Antisemitismo alla ribalta
“Negli ultimi giorni il tema dell’antisemitismo è tornato alla ribalta in Europa. È dello scorso 19 febbraio la notizia della profanazione di un cimitero ebraico in Francia, e nemmeno a una settimana prima risalgono gli insulti al filosofo francese Alain Finkielkraut durante una manifestazione dei Gilet gialli. Se il primo caso è sicuramente un atto di antisemitismo esplicito, il secondo, seppur diretto al filosofo in maniera verbalmente violenta, potrebbe essere letto come un gesto di critica alla politica di Israele”.

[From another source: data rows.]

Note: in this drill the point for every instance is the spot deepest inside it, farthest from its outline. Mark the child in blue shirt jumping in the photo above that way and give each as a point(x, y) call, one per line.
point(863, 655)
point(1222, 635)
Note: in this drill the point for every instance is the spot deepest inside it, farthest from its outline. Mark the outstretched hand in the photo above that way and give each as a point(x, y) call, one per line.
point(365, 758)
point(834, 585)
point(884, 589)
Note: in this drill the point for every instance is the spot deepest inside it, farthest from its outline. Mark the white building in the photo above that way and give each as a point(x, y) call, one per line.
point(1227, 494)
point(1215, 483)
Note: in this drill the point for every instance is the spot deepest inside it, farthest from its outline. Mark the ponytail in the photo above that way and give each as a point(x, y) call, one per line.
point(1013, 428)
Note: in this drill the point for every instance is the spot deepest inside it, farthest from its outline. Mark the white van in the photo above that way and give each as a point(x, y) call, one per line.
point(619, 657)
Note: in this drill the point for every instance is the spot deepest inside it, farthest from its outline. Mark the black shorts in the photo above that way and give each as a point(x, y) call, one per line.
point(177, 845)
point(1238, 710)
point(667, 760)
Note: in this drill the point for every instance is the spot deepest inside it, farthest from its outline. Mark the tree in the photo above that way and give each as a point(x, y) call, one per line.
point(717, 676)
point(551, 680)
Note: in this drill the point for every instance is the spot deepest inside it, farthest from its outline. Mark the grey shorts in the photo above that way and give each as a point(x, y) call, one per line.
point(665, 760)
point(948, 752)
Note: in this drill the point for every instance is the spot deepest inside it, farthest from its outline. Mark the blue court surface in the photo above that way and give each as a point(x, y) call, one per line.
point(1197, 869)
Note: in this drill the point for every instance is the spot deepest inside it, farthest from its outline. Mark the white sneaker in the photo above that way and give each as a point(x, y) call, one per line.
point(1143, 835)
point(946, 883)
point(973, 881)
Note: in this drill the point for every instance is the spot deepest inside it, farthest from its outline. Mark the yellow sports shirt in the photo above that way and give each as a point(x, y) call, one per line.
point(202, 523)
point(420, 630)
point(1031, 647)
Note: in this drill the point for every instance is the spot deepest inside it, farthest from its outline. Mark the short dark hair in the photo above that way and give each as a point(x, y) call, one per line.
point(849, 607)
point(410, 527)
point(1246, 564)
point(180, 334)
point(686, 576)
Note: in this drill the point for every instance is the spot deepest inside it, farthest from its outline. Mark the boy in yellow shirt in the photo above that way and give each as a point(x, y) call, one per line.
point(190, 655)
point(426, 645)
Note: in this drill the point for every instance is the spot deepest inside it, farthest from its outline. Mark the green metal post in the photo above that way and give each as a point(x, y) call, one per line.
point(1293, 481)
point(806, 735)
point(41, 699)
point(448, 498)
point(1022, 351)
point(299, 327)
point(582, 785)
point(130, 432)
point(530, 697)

Dunque, non c’è soltanto la signora Vera Pegna che in qualche modo legittima l’aggressione a Alain Finkielkraut. Questo incipit è tratto da un articolo comparso sul The Vision – descritto come “la nuova testata online rivolta ai millennials” – col solito titolo ingannevole “Perché si può criticare Israele senza essere antisemiti”. Pareri analoghi sono stati esternati in Francia da vari giornalisti e politici.
Se ne deduce che per gli autori di The Vision si può tranquillamente aggredire una persona che cammina per strada perché in altri contesti ha espresso un pensiero diverso da quello maggioritario. Un trattamento che, personalmente, non riserverei neppure al peggior delinquente. Ricordando inoltre che se davvero l’articolo avesse voluto esprimere la legittimità di una critica ad Israele, Finkielkraut in primis ha espresso sovente criticità nei confronti del governo israeliano – come per esempio per la decisione di Trump, accolta da Netanyahu, di spostare l’ambasciata.

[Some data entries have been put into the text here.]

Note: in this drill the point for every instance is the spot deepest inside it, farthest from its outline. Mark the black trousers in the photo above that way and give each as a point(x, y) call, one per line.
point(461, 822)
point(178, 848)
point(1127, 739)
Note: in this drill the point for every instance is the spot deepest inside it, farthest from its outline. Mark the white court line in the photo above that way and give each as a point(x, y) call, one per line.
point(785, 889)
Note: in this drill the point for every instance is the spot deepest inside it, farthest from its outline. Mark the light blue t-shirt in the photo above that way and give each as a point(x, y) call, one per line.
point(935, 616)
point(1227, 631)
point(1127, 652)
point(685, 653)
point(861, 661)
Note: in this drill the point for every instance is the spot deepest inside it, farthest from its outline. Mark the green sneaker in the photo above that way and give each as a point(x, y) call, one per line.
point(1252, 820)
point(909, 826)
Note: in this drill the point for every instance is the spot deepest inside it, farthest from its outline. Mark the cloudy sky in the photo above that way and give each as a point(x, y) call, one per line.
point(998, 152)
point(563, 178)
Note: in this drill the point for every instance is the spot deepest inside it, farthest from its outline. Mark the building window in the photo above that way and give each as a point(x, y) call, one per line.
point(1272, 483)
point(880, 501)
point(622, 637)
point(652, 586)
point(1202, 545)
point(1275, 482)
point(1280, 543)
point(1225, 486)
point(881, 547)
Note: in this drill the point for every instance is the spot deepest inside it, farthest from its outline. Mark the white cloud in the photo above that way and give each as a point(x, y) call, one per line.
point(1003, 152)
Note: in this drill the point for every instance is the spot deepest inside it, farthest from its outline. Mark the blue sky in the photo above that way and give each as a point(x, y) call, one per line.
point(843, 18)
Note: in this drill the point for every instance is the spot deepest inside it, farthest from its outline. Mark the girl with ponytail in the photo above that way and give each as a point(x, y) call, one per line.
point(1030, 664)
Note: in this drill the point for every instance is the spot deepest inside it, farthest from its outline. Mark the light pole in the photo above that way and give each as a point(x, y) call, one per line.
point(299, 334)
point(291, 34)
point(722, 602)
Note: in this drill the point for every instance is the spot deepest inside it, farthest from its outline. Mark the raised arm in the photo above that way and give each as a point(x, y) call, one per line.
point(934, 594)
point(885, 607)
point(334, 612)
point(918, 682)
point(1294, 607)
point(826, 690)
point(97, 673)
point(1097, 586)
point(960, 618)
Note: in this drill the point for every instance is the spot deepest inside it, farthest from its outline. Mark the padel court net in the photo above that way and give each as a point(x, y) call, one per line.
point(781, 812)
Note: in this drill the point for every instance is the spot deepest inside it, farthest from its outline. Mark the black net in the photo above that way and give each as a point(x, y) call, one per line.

L’articolo infatti proseguendo non si smentisce, e dopo questa illuminante premessa delineerà, senza apportare niente di nuovo, la distinzione (secondo loro) di antisemitismo e di antisionismo, e di quanto sia giusto detestare in toto Israele e coloro che difendono la sua esistenza. Sostenendo, tra l’altro, per ben marcare la loro padronanza sull’argomento, che la Nakba sia un termine ebraico.
In breve, lo sappiamo già, l’antisionismo non potrebbe essere mai antisemita, perché vi sono alcuni ebrei “buoni” essi stessi antisionisti. In quest’ottica consolidata in una certa sinistra gli ebrei si dividono soltanto tra antisionisti e sionisti, senza mezze misure. I primi sono in qualche maniera accettabili, soprattutto poi se rinnegano la propria identità andando contro gli altri ebrei aventi altre idee, e soprattutto se dedicano la propria esistenza a denunciare e prendere le distanze in pubblico da Israele. Il biglietto da visita potrebbe essere: “Ho origini ebraiche, o meglio le ho e non mi interessa, ma odio con tutto il cuore e le mie forze Israele”. I secondi sarebbero al pari dei fascisti, e possono essere presi a sputi, insulti e calci se incontrati sotto casa o al bar (non molto diversamente una certa destra considera “accettabili” e “patentati” solo gli ebrei che sostengono le loro medesime posizioni, gli altri sarebbero “traditori” e “odiatori di sé”).
Già del resto durante l’inquisizione spagnola, un ebreo talvolta poteva salvarsi convertendosi, e diventare magari inquisitore, vedasi Tomas de Torquemada. Durante le leggi razziali in Germania, alcuni nazisti come il segretario di stato Wilhelm Stuckart ritenevano che almeno i Mishlinge potevano essere risparmiati dallo sterminio attraverso la sterilizzazione, e naturalmente rinunciando alle proprie discendenze ebraiche con la piena fedeltà al Reich. Iosif Stalin invece non da tutti era considerato antisemita poiché nonostante abbia mandato al patibolo centinaia di ebrei uno dei suoi principali associati era Lazar’ Kaganovich, un ebreo che certo non si vantava di esserlo.
Ma probabilmente – scriverebbero forse gli autori di The Vision -, neppure tutto questo “potrebbe essere letto” come antisemitismo.